From what I can tell, in general teachers' salaries are commensurate with how much money a school district has. I agree with the earlier poster who demonstrated that the communities with higher-educated parents have higher-paid teachers. More property tax revenue could account for some of this (higher education=higher income=nicer homes and high test scores=higher property values in the district=more property tax revenue), if the districts are basic aid (if you don't know what "basic aid" is, Google California Education Funding, then prepare to read a lot and still be confused!), but also because parents in those districts are able to support educational foundations and parcel taxes, providing supplemental funding to districts and freeing up funding for salaries.
Mountain View Los Altos High School District is a Basic Aid district, and is relatively well-funded compared to many California School Districts. They are not rolling in dough, and are experiencing cutbacks due to the funding crisis, but to a lesser degree than many other districts. Hence, they have been able to pay their teachers more. I think they are fortunate that they have been able to compensate the teachers so well, at least so far. I will say that I think they have excellent teachers. And, High School Teachers all need specialized teaching credentials rather than general credentials. You do want your Calculus or Physics AP teachers to really know their stuff. So these are people who could probably make more money in industry, but their calling is teaching. I don't have a problem with how much they are paid. I'm glad we have high caliber instructors preparing our kids for top-notch colleges.
Those who complain that teachers have cushy jobs must not have any friends or family who are teachers. Lots of fun to go on a vacation weekend with one and watch them spend hours correcting homework. Teachers work a lot more hours outside of the school day and calendar.
Posted by former teacher, a resident of another community, on Nov 11, 2010 at 7:44 am
I have been both a high school teacher and a tech professional.
Which pays more? Tech, by a long shot! Which is more demanding?
Engineering for me requires long hours and often missed vacations, but there was always an ebb and flow to the work, both long term and short term. If I'm not feeling well, or just having a slow morning, it is usually manageable. I spend long hours in the cube, but at least for me, when I go home I leave work at work.

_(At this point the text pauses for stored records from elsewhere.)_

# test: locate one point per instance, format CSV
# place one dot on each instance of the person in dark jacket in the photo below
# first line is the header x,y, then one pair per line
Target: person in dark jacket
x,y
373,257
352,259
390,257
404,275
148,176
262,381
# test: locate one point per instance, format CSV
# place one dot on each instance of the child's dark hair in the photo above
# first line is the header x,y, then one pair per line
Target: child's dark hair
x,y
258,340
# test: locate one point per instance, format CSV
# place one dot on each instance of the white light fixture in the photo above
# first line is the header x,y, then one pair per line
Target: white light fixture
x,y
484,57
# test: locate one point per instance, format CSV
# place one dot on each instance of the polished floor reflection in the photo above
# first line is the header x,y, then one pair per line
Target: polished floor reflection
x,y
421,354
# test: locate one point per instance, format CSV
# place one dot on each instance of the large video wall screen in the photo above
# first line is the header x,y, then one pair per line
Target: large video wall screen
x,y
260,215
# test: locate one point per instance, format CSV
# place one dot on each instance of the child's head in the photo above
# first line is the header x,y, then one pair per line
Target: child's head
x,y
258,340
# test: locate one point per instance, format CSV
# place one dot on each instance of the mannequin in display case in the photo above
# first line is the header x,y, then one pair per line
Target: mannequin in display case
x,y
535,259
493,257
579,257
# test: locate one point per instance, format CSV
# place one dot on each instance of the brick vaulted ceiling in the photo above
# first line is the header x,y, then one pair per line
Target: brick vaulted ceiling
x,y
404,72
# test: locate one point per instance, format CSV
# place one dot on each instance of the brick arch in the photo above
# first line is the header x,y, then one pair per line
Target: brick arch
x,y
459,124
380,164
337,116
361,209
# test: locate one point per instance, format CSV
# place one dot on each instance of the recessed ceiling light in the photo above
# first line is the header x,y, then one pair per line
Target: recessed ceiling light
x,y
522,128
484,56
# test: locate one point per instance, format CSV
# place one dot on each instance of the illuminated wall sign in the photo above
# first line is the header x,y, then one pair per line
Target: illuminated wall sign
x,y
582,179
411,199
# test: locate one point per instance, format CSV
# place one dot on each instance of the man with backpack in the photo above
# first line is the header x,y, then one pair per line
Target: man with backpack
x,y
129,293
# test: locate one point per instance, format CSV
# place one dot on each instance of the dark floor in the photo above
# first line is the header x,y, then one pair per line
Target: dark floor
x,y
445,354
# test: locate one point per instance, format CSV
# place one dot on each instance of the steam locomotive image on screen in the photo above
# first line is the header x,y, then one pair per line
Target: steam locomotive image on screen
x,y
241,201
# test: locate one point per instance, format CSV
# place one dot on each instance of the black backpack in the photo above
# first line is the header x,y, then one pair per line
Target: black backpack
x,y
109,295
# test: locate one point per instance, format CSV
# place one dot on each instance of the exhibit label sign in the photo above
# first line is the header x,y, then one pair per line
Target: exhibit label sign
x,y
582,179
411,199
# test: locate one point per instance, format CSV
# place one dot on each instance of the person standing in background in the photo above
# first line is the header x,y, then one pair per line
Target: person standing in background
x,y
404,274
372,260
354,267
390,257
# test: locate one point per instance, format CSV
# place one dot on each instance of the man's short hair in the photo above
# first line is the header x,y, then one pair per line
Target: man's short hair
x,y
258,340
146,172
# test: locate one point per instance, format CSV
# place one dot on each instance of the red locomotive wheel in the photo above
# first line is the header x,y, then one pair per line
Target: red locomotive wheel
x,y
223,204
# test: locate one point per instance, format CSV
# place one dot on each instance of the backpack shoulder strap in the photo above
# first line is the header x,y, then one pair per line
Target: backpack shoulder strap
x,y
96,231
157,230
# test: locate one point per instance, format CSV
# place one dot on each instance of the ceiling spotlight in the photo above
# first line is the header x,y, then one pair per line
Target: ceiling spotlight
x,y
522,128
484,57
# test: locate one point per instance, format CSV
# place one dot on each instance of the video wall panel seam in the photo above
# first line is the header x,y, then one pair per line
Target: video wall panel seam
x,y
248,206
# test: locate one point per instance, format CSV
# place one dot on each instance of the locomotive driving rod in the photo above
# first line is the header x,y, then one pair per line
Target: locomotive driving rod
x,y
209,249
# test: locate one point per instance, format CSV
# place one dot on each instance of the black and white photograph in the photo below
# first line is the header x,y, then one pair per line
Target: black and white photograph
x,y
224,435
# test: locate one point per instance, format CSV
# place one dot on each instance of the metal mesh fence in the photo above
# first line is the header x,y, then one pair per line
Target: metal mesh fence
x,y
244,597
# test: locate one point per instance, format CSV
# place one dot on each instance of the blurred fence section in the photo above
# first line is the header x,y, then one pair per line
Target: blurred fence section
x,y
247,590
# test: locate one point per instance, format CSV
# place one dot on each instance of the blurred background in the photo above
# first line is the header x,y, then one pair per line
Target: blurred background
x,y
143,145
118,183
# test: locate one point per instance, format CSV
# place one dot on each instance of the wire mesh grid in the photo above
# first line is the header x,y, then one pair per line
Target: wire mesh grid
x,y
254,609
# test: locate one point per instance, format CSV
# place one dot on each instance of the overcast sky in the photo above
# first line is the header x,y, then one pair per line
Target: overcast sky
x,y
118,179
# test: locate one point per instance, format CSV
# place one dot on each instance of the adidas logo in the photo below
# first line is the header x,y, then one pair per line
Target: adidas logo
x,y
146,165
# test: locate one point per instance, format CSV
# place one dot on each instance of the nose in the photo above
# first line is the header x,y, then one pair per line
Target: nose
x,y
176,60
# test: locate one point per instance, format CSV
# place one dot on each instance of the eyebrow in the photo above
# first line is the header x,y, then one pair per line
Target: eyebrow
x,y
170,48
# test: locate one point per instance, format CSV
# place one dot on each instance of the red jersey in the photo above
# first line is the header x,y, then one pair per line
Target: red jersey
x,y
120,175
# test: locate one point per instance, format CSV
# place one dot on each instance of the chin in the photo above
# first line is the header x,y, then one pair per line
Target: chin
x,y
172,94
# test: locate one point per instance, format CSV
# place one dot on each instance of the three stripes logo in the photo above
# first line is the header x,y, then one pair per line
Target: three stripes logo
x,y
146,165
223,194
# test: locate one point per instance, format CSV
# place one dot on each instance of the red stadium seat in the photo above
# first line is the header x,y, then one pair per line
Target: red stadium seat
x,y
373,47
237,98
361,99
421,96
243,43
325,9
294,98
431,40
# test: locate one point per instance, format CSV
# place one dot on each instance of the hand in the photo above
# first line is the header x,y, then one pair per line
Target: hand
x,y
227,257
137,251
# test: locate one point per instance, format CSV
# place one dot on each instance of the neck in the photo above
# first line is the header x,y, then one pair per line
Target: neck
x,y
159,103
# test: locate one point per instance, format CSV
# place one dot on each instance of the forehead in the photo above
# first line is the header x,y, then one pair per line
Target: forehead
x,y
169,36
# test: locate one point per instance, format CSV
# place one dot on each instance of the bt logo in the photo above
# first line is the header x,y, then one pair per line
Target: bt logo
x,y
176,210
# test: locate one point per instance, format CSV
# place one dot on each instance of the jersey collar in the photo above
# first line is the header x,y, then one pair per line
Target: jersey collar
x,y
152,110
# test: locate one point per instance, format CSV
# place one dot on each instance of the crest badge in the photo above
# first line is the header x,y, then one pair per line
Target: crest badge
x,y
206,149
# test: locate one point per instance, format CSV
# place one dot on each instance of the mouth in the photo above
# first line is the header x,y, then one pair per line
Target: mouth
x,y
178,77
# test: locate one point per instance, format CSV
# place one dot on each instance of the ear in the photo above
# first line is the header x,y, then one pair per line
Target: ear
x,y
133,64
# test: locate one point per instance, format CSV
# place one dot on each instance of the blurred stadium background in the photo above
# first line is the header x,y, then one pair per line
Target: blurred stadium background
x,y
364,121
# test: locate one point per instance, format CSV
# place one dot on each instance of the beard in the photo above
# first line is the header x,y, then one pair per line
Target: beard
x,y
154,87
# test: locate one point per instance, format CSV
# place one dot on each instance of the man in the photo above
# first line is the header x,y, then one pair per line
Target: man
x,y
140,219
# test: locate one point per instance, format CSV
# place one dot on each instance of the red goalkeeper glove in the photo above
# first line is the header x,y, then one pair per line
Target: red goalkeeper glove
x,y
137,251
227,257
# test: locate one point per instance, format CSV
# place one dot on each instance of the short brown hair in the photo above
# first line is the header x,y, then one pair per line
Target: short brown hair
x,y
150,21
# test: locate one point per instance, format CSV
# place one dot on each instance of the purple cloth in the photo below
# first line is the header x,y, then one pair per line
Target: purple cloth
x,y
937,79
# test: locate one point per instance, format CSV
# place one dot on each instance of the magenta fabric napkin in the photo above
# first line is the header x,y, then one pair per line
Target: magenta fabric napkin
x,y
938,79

Teaching is brutal in comparison. Teachers are ALWAYS "on". Not feeling great, or just having a hard time getting going in the morning? Too bad. There are students expecting a creative, energetic, and sharp person to lead their class. And when I went home at the end of the day? Plenty of work came with me. Feeling like you need to miss a day due to illness or family matters? Better think twice, because catching up is really, really tough.
Summer? Nearly every summer I had was spent working an average of 10 to 20 hours a week. I frequently attended week long all day seminars without pay, and was usually overhauling or creating lesson plans throughout. I often was prepping for a new to me course for the next school year. I laughed at the comments containing "3 months off for summer". It's not nearly "off", and mine were much closer to two.
I know there are engineers and other professionals who are "on" throughout the day. I'm just sharing my own experience.
Side thought? Superintendant Groves needs to give more thought to whether his teachers are indeed second to none. Most of them are quite good, but he is still paying top dollar to a significant percentage of clunkers.